My advice to my trainees in this situation is…

* Always listen to your body. If you can’t train then take it easy and have a few days off (or train a different part of the body) but

* If you feel that you can train through the pain, you might find that the pain will ease.

It was totally coincidental that I had to take it easy after my injury due to the half term holiday, but I didn’t feel that my lay off was doing it any good at all. In fact, the pain was getting worse. Once I got back to the gym, plan B was in place. I trained through the pain.

And now, after a week back at training as normal, my injury has almost totally disappeared.

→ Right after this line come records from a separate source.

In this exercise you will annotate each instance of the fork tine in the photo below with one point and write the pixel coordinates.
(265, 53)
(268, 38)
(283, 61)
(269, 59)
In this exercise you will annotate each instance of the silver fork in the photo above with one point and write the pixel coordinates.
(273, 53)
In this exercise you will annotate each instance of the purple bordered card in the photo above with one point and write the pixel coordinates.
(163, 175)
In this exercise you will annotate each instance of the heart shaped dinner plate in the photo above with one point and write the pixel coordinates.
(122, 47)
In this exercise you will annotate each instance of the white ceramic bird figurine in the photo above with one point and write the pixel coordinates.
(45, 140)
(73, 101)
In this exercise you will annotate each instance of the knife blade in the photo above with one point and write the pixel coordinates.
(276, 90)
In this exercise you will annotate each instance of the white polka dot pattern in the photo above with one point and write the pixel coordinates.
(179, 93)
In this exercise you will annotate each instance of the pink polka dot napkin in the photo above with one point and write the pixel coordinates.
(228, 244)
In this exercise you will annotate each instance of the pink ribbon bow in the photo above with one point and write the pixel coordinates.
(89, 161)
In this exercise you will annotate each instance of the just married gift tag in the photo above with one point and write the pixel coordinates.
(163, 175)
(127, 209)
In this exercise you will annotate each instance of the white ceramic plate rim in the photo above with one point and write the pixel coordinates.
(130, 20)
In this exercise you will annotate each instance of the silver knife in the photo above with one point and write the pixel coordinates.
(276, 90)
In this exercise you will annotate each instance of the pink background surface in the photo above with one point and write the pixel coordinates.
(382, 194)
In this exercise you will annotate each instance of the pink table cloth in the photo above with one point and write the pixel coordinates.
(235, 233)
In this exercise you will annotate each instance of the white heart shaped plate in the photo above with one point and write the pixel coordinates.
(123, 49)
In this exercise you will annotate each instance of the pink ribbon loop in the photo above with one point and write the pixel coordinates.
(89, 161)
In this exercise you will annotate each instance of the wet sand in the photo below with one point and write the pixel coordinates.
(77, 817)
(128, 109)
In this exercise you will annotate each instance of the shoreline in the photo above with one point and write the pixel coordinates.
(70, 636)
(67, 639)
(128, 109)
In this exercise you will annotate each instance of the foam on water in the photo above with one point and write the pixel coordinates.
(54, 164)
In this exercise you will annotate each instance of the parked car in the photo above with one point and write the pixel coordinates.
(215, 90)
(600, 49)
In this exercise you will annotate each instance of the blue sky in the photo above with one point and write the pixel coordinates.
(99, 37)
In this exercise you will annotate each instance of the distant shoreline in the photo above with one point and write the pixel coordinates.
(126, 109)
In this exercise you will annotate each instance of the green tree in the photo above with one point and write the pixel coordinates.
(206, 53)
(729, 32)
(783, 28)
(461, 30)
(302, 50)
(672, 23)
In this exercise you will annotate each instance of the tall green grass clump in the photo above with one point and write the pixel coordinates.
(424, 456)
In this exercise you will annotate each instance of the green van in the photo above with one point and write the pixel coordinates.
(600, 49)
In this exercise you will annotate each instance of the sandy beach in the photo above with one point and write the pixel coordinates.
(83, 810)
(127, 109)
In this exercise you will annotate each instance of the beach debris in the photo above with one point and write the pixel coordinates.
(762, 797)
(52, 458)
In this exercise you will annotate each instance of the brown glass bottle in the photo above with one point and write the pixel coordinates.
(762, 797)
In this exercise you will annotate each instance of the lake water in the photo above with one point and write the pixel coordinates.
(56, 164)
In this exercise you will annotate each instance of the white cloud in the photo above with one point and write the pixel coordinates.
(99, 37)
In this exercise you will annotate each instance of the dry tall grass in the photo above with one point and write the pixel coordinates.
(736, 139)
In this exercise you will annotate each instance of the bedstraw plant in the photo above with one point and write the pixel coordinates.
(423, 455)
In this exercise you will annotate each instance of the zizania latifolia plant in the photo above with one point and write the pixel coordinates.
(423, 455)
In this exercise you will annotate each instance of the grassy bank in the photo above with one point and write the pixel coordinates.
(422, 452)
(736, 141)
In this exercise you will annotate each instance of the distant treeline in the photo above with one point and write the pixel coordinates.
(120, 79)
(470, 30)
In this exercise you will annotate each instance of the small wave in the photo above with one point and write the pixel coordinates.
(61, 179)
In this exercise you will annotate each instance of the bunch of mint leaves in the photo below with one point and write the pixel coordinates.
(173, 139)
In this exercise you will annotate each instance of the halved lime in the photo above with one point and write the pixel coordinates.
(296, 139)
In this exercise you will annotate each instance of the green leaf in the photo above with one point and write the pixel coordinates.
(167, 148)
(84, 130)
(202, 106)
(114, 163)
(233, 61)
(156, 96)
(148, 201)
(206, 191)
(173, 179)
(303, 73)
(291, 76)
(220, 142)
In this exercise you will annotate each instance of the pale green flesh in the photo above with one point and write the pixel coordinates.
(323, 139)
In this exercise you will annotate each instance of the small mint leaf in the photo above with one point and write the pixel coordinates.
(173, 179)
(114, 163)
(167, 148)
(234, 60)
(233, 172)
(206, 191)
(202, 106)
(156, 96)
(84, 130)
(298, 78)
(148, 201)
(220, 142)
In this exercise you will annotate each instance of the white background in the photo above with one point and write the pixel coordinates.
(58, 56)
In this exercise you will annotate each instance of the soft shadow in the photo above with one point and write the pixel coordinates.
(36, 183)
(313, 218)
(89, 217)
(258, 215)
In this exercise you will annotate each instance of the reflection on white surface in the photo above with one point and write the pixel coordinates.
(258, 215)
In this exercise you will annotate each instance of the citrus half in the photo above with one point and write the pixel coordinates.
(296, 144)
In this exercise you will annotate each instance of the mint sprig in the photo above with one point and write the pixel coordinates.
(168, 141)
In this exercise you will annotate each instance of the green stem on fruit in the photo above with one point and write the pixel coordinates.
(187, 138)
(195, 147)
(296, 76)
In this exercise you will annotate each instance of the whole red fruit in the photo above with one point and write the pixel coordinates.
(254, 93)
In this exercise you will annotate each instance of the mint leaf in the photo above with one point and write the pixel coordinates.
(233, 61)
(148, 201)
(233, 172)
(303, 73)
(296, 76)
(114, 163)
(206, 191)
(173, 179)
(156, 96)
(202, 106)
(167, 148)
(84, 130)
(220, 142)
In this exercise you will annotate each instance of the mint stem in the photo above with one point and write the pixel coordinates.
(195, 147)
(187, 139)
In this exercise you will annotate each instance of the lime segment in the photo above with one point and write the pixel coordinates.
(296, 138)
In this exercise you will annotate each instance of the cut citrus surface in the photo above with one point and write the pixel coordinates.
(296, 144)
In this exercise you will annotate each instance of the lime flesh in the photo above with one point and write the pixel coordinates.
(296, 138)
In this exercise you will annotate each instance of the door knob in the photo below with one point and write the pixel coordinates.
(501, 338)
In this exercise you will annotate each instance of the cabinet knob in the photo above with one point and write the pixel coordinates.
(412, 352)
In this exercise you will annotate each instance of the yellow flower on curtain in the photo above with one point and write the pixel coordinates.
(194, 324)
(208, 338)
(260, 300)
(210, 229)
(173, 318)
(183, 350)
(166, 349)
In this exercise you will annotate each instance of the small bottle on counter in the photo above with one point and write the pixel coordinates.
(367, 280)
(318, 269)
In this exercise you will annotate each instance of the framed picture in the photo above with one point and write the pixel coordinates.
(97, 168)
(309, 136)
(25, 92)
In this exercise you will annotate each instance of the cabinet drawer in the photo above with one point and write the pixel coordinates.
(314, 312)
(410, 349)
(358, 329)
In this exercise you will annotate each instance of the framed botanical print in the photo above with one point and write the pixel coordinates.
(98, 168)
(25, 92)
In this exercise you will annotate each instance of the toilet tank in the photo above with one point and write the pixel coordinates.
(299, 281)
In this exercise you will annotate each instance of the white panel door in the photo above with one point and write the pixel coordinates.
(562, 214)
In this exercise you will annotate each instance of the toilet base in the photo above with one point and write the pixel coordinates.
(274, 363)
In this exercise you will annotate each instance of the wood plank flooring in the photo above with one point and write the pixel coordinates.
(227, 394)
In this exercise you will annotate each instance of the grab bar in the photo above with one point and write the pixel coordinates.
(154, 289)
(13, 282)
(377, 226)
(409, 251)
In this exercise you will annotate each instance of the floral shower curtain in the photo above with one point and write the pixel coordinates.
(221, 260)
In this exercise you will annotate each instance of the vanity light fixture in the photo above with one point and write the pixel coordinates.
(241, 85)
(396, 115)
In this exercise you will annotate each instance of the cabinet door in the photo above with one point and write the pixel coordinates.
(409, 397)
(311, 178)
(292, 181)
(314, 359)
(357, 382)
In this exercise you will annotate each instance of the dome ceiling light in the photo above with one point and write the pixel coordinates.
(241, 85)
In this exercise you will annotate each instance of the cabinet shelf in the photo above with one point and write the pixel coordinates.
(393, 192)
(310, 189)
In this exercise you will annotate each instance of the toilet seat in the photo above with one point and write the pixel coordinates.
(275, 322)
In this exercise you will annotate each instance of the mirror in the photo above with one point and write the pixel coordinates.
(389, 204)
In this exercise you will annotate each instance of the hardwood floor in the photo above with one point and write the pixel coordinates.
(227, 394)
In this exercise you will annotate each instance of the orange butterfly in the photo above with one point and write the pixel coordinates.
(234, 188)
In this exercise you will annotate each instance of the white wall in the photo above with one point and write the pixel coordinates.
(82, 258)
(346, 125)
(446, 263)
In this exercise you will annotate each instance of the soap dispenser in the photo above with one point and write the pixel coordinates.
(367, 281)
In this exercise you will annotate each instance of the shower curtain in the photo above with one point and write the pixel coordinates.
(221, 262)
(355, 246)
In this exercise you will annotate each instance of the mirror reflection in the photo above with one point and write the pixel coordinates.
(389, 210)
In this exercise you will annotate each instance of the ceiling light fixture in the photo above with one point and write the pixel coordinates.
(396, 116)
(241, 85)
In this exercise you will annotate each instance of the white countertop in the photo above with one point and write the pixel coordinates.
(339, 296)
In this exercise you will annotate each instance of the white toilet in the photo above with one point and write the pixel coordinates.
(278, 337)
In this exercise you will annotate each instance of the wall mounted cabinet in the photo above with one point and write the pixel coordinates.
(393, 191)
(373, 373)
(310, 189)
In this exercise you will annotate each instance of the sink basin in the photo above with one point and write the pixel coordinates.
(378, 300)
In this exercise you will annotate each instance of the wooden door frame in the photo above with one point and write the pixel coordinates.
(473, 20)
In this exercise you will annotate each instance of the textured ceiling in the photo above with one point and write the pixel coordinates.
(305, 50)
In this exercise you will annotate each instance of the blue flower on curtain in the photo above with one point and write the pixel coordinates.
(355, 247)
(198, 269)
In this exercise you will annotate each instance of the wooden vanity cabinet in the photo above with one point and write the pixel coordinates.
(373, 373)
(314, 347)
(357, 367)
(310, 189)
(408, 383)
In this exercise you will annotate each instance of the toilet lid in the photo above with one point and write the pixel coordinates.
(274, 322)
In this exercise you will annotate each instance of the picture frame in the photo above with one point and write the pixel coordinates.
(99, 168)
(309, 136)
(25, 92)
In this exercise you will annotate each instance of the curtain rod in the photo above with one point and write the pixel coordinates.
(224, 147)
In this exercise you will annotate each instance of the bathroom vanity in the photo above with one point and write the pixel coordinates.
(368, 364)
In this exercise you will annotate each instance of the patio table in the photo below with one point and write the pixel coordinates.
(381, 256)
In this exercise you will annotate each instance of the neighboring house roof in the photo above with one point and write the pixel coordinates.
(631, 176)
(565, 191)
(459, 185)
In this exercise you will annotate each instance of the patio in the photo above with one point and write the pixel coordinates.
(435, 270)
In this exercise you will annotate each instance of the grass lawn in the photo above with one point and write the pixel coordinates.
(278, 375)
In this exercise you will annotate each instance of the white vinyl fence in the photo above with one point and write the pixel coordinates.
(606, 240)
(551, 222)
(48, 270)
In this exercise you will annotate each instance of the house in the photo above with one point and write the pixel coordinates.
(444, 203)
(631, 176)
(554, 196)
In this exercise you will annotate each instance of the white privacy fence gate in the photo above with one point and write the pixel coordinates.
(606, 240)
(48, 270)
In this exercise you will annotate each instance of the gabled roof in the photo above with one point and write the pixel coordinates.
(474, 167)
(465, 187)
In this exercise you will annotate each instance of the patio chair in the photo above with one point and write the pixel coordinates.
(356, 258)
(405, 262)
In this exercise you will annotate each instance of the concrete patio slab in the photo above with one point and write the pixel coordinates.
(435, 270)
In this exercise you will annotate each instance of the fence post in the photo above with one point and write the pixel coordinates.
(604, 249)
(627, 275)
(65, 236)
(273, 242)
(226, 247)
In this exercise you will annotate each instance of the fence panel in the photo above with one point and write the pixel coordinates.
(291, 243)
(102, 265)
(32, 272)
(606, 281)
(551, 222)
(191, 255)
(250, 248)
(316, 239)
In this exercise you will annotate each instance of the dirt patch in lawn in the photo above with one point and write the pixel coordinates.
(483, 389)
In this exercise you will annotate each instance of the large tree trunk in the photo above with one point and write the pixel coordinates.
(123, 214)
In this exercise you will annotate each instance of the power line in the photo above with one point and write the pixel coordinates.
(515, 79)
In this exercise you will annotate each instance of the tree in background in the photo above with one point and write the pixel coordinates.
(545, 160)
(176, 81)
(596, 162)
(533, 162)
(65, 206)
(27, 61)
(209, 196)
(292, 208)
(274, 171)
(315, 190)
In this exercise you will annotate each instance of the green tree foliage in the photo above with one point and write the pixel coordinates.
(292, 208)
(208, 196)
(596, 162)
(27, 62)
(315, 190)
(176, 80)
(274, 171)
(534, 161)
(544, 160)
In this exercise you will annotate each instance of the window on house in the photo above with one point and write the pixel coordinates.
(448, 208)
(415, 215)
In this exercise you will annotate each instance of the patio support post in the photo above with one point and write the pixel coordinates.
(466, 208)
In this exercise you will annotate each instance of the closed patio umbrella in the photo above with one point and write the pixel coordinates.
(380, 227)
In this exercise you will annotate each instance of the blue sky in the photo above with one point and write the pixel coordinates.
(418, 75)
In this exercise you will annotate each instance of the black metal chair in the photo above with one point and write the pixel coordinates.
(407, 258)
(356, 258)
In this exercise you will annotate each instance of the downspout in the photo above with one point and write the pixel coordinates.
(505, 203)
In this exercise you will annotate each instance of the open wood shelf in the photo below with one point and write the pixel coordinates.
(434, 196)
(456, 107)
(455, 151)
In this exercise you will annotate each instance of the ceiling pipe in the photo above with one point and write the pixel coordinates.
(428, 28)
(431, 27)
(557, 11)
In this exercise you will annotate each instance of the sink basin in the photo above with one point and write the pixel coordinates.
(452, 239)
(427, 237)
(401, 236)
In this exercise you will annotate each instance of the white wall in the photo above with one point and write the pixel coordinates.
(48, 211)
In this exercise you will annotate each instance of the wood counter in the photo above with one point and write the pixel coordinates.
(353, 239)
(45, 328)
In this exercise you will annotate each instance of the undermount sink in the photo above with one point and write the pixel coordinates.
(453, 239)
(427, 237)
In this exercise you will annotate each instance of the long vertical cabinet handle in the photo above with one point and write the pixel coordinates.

When my kids have a fall at football and start crying I assess the situation very quickly. I need to know where it hurts. Are there any cuts? Is it bleeding? But 99% of the time it has been a case of telling them to ‘run it off’. I’ve no doubt that it hurts at the time and there might be niggling pain associated with it afterwards, but I think that there’s usually a good case for ‘running it off’.

Training through minor injuries allows the body to maintain strength and conditioning, therefore enabling an injury to heal. But this must be up to each individual’s honest assessment. If you blame any twinge or niggle on not training because you can’t be bothered, then you might as well just be honest with yourself and admit that you can’t be bothered. However, if an injury is seriously affecting your performance or your life outside of the gym then giving the gym a miss and seeking professional advice might be an appropriate course of action.

Either way, be sure to give pain the elbow.